Minimization of DFA
Theory
DFA minimization is the task of transforming a given deterministic finite automaton (DFA) into an equivalent DFA that has a minimum number of states. Here, two DFAs are called equivalent if they recognize the same regular language.
The two popular methods for minimising a DFA are-
1. Minimization of DFA Using Equivalence Theorem (Partition Refinement Method):
The Equivalence Theorem provides a method for minimizing a Deterministic Finite Automaton (DFA)
by identifying and merging equivalent states.
Create a table of all possible state pairs:
Construct a table where rows and columns represent all states in the original DFA.
Identify initially distinguishable states:
Start by partitioning the states of the original DFA into two groups: accepting states and non-accepting states.
This initial partition separates states based on their acceptance behaviour.
Equivalence Class Identification:
Iterate through the partitions and identify equivalence classes by analysing transitions from states within each partition.

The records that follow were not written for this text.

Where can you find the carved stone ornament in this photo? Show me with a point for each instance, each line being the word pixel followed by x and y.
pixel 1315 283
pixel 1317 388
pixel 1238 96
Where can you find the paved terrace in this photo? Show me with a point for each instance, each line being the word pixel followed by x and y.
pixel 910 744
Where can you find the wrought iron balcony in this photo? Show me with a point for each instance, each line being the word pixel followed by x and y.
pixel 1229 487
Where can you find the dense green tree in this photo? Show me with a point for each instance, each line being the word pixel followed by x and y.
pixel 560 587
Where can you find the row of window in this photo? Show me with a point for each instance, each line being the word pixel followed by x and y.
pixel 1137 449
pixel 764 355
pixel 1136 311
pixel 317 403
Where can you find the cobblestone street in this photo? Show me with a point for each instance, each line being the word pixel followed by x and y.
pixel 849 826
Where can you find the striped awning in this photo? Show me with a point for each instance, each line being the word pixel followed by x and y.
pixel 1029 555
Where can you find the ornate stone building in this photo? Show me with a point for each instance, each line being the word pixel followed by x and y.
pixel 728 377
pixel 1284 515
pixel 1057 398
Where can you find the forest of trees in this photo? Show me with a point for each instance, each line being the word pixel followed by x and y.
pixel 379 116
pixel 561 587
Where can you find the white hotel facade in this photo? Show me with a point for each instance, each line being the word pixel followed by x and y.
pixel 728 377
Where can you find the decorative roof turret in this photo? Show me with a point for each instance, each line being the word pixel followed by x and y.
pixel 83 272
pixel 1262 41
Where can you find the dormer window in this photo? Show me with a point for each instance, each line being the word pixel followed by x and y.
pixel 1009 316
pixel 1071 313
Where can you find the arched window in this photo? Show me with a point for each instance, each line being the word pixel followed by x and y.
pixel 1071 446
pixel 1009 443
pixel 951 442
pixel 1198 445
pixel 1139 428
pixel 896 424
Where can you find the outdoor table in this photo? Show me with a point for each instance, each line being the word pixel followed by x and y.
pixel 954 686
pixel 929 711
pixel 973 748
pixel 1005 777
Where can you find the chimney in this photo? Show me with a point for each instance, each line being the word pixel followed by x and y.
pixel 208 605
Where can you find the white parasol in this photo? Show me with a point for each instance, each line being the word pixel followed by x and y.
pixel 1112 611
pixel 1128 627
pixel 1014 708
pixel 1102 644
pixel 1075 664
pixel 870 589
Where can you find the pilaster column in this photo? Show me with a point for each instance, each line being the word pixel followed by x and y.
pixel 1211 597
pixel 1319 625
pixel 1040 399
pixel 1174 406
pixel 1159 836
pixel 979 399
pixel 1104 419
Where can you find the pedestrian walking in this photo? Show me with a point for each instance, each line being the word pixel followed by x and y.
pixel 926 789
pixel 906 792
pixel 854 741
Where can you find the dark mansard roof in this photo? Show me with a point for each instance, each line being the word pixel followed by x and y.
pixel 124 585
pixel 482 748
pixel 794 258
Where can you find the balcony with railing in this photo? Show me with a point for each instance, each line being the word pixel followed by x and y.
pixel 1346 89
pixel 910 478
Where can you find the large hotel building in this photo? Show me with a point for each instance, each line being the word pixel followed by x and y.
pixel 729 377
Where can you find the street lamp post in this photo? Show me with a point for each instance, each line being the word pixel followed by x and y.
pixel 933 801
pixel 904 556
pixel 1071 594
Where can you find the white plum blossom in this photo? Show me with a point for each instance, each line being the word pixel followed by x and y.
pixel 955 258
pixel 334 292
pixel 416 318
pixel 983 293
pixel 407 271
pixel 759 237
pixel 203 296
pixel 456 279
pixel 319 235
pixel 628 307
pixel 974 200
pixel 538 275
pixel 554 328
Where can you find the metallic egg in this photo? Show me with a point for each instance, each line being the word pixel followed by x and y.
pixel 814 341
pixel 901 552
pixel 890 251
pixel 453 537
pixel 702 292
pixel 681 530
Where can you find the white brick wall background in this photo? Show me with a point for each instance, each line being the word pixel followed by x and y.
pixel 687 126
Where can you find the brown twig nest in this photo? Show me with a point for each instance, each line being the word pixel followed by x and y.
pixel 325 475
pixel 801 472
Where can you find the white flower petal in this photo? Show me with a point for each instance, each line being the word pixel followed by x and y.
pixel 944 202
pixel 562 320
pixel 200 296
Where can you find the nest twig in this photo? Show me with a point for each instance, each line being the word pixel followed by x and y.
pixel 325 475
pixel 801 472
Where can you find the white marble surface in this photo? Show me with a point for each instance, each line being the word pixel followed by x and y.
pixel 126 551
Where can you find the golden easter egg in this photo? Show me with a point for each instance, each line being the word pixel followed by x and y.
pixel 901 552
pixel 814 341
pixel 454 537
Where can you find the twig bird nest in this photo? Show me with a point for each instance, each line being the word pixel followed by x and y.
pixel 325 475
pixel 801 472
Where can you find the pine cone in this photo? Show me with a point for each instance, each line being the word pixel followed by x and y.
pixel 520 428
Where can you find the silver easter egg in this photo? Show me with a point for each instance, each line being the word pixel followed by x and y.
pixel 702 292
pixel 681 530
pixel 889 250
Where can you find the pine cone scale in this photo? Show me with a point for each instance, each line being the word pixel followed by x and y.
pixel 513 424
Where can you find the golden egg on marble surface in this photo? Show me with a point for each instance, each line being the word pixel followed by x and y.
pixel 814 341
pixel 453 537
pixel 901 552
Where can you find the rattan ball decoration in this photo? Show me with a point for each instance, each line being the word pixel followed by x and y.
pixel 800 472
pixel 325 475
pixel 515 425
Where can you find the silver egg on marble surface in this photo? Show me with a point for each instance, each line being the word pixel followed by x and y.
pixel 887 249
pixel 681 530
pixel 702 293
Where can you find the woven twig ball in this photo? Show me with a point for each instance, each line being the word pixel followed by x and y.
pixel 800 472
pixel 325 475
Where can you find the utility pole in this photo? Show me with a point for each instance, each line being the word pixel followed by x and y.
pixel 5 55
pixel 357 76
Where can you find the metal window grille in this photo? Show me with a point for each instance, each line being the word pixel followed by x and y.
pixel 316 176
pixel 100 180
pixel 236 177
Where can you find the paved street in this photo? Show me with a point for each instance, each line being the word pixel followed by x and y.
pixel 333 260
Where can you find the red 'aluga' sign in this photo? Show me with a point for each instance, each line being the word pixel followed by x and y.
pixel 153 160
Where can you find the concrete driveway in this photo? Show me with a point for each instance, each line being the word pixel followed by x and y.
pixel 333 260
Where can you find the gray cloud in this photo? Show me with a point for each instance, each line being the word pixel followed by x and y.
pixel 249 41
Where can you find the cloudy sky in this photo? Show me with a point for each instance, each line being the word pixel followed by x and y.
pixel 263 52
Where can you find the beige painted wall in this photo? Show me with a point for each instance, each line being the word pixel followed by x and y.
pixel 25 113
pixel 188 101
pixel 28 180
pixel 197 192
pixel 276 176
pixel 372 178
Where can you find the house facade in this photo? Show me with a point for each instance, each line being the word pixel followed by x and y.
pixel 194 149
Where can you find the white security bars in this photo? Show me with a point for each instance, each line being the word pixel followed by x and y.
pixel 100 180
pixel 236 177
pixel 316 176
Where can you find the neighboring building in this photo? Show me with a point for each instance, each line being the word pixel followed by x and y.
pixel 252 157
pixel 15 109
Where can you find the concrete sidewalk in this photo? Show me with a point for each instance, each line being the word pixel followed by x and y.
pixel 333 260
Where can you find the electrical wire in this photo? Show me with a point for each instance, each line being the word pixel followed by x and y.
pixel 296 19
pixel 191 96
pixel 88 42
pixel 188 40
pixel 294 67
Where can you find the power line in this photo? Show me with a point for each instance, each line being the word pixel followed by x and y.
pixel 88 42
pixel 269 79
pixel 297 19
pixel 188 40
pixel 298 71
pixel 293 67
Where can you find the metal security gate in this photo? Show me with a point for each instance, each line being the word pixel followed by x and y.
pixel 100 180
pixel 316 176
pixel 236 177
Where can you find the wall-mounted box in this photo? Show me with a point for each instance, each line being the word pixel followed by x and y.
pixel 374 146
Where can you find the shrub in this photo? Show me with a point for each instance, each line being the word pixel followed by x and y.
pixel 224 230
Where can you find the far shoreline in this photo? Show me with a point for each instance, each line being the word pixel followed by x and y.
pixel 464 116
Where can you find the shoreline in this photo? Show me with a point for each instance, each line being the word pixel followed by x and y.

For each input symbol, determine the destination partition for the transitions from states within the current partition.
States that lead to the same partition for a given input symbol are considered part of the same equivalence class for that input symbol.
Merge Equivalent States:
If all states within an equivalence class are equivalent for all input symbols, merge them into a single state.
This merging process reduces the number of states in the DFA while preserving language recognition.
Repeat Equivalence Class Identification:
Continue the process of identifying equivalence classes until no further identifications can be made.
At this point, all states within a partition are part of the same equivalence class for all input symbols.
Construct Minimised DFA:
Use the merged states to construct the minimised DFA.
Each merged group of states, representing an equivalence class, becomes a single state in the minimised DFA.
2. Minimization of DFA Using Table-Filling Method:
This is another common algorithm for DFA minimization, which works by marking distinguishable state pairs.
Create a state-pair table:
For each pair of states (p, q), mark them as distinguishable or not.
Initialization:
Mark all pairs where one is an accepting state and the other is not (these are clearly distinguishable).
Propagation:
For unmarked pairs, check transitions for each input symbol.
If δ(p, a) and δ(q, a) lead to distinguishable states for some input a, then mark (p, q) as distinguishable.
Repeat until stable:
Continue until no more pairs can be marked as distinguishable.
Merge unmarked pairs:
States that remain unmarked are equivalent and can be merged into one state in the minimized DFA.
Importance of DFA Minimization:
Removes redundant states from the automaton.
Makes the DFA efficient for implementation in practical applications.
Guarantees a unique, canonical DFA for the given regular language.